Pain signs are easier to detect in rodents.  The Negus Lab gave healthy rats a variety of cancer fighting drugs, including paclitaxel, followed by gentle poking on their paws with a tool that resembles a toothbrush, but with just one bristle.  Rats that were treated with higher doses of chemo were the most sensitive to light touch, shaking their paws or jumping when lightly poked.  This suggests that the chemo rats were experiencing pain with light touch, just like the human cancer survivors with allodynia, who perceive light touch as painful.

The tricky part was finding a behavior that looks like lack of motivation in the rats.  Cancer survivors with neuropathy (nerve damage) can experience side effects like stabbing, tingling pain in their fingers. This pain can make cancer survivors with neuropathy struggle to do something as simple as typing on a keyboard, causing them to feel overwhelmed and down.  The scientists hypothesized that rats treated with chemo would act like depressed human cancer survivors and refrain from doing a task that could cause them more pain: pressing a lever for food.  All four chemo drugs temporarily decreased the rats lever pressing, indicating that the treatment reduced the motivation of the rats to do a specific task to get fed.

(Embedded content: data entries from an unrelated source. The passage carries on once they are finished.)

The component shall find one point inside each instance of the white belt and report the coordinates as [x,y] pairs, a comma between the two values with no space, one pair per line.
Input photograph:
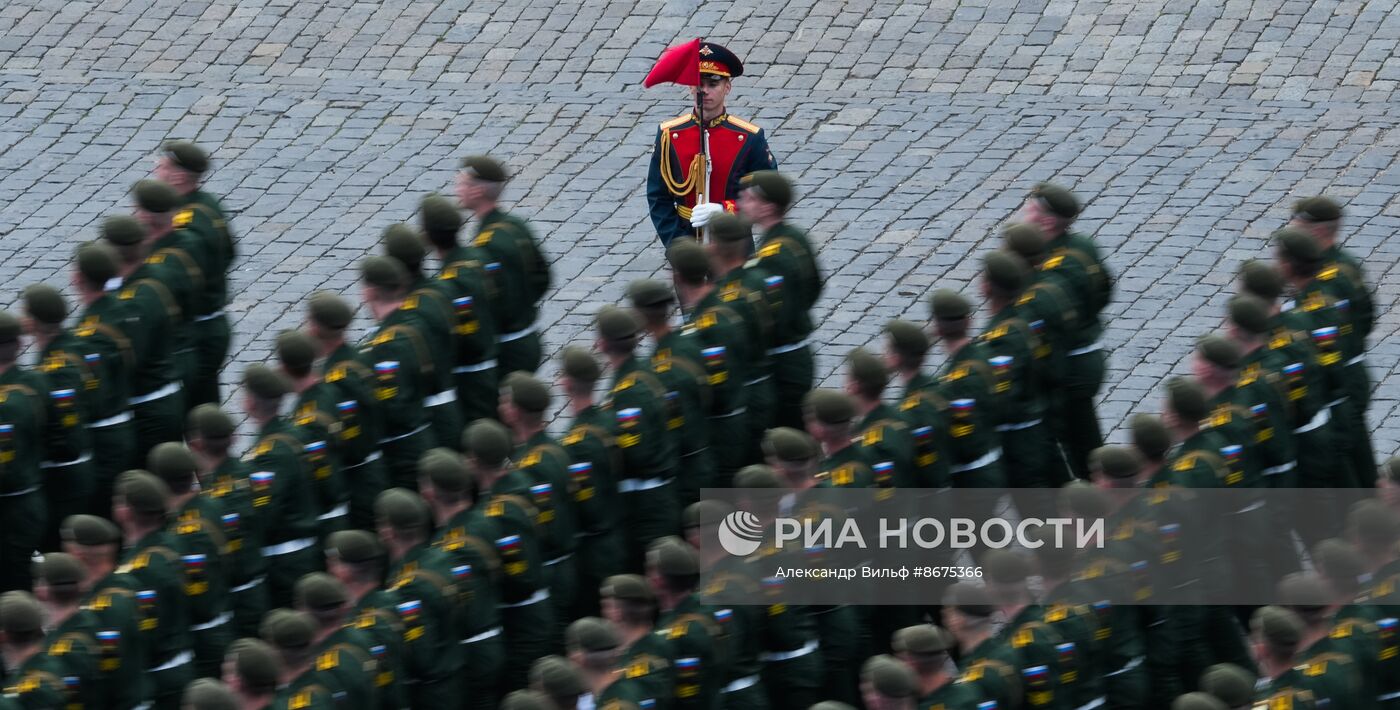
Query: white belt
[517,335]
[156,394]
[1085,349]
[422,427]
[213,623]
[634,485]
[371,458]
[787,656]
[335,513]
[534,598]
[1136,661]
[178,660]
[489,633]
[749,681]
[112,420]
[287,548]
[84,458]
[249,584]
[445,397]
[24,492]
[991,457]
[784,349]
[1316,422]
[1018,426]
[479,367]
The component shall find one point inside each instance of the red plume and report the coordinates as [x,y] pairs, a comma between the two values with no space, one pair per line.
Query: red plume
[679,65]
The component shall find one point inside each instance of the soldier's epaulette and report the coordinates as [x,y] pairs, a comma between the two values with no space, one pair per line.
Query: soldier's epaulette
[744,125]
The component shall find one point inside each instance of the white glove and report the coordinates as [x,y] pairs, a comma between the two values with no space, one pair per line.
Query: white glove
[700,214]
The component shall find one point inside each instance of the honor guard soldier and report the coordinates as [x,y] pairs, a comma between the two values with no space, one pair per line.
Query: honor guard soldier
[317,423]
[1343,273]
[786,252]
[520,270]
[357,411]
[475,303]
[679,363]
[23,413]
[182,165]
[226,479]
[72,398]
[731,146]
[403,369]
[282,486]
[198,527]
[140,507]
[436,319]
[727,352]
[637,405]
[1053,209]
[151,324]
[112,359]
[594,471]
[466,535]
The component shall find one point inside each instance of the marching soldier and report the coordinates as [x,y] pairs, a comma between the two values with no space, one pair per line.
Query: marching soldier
[594,471]
[521,270]
[728,355]
[21,433]
[1053,209]
[69,391]
[734,149]
[679,363]
[282,488]
[636,401]
[784,251]
[357,413]
[108,350]
[475,303]
[182,165]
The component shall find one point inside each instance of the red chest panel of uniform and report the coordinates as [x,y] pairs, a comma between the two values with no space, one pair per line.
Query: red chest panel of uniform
[725,146]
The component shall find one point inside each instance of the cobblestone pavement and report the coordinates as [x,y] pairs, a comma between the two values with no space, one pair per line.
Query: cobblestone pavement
[913,129]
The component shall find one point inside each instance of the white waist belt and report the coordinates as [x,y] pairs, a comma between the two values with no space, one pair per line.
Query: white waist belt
[1316,422]
[479,367]
[534,598]
[517,335]
[422,427]
[634,485]
[178,660]
[84,458]
[489,633]
[287,548]
[213,623]
[749,681]
[249,584]
[156,394]
[1085,349]
[112,420]
[1018,426]
[445,397]
[371,458]
[991,457]
[787,656]
[335,513]
[795,346]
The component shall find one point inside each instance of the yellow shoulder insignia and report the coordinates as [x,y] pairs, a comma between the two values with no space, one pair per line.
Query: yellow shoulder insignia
[744,125]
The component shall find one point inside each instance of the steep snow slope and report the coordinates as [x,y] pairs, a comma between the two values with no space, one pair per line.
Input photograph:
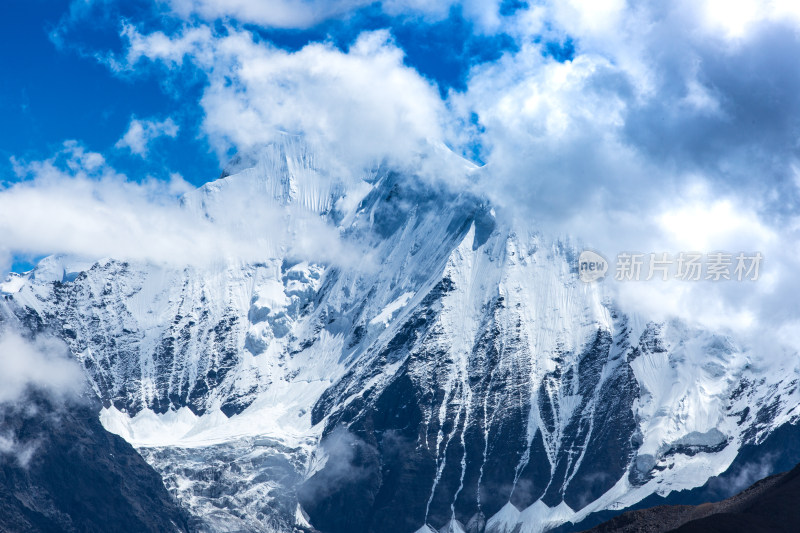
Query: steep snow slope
[431,367]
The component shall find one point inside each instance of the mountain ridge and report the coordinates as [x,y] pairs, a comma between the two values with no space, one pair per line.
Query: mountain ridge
[465,375]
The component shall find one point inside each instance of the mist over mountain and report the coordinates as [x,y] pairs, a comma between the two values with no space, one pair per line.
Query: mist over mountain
[398,356]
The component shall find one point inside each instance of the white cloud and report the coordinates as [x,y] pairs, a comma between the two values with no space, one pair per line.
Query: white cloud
[357,107]
[142,132]
[76,204]
[675,124]
[307,13]
[44,364]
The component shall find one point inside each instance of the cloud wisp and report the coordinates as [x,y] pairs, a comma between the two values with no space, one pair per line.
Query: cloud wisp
[666,128]
[141,133]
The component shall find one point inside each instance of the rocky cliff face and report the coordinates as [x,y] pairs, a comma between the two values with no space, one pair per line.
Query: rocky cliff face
[451,372]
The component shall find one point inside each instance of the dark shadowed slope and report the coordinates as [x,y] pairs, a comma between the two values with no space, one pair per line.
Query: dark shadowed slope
[61,471]
[770,505]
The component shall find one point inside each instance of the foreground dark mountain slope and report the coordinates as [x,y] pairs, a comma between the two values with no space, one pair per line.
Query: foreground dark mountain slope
[64,472]
[770,505]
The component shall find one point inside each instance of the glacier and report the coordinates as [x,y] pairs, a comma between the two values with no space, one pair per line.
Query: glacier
[423,365]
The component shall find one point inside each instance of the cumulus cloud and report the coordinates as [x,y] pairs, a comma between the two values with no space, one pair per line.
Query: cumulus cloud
[358,106]
[44,364]
[142,132]
[670,127]
[76,204]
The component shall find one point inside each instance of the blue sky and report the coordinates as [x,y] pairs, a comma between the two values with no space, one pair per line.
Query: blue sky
[59,90]
[628,124]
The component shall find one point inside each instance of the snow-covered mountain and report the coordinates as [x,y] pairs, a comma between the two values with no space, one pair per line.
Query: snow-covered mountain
[434,369]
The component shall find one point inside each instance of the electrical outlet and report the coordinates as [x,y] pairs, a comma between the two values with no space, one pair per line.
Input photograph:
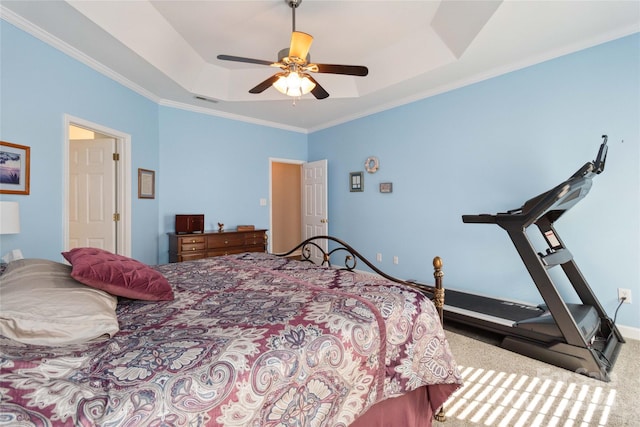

There is a high correlation between pain and depression in cancer survivors. This led the scientists to hypothesize that fixing pain could fix lack of motivation. Hence, they tested if blocking paclitaxel-induced pain would increase motivation.  The strong analgesic morphine prevented paclitaxel rats from shaking their paw or jumping when lightly poked, blocking the pain response; however, these paclitaxel rats did not increase their lever pressing for food. Disappointingly, pain relief was not sufficient to motivate the rats to work harder to earn more food.  These observations help illustrate why treating pain in cancer survivors is not sufficient to treat their depression. 

While training an animal to lever press for food is not a new method, these lever pressing chemo rats are a better representation of lack of motivation than the standard rodent depression tests.  Using these lever pressing chemo rats in future experiments, scientists will finally be able to test new antidepressants specifically for their effects on motivation.  Experimental antidepressants that improve standard rodent depression tests and increase lever pressing would have a higher chance of success in cancer survivors.  For an ever-increasing population of cancer survivors and other individuals with treatment-resistant depression, this method has the potential to impact the quality of life of millions of patients who continue to struggle with lack of motivation despite trying antidepressants.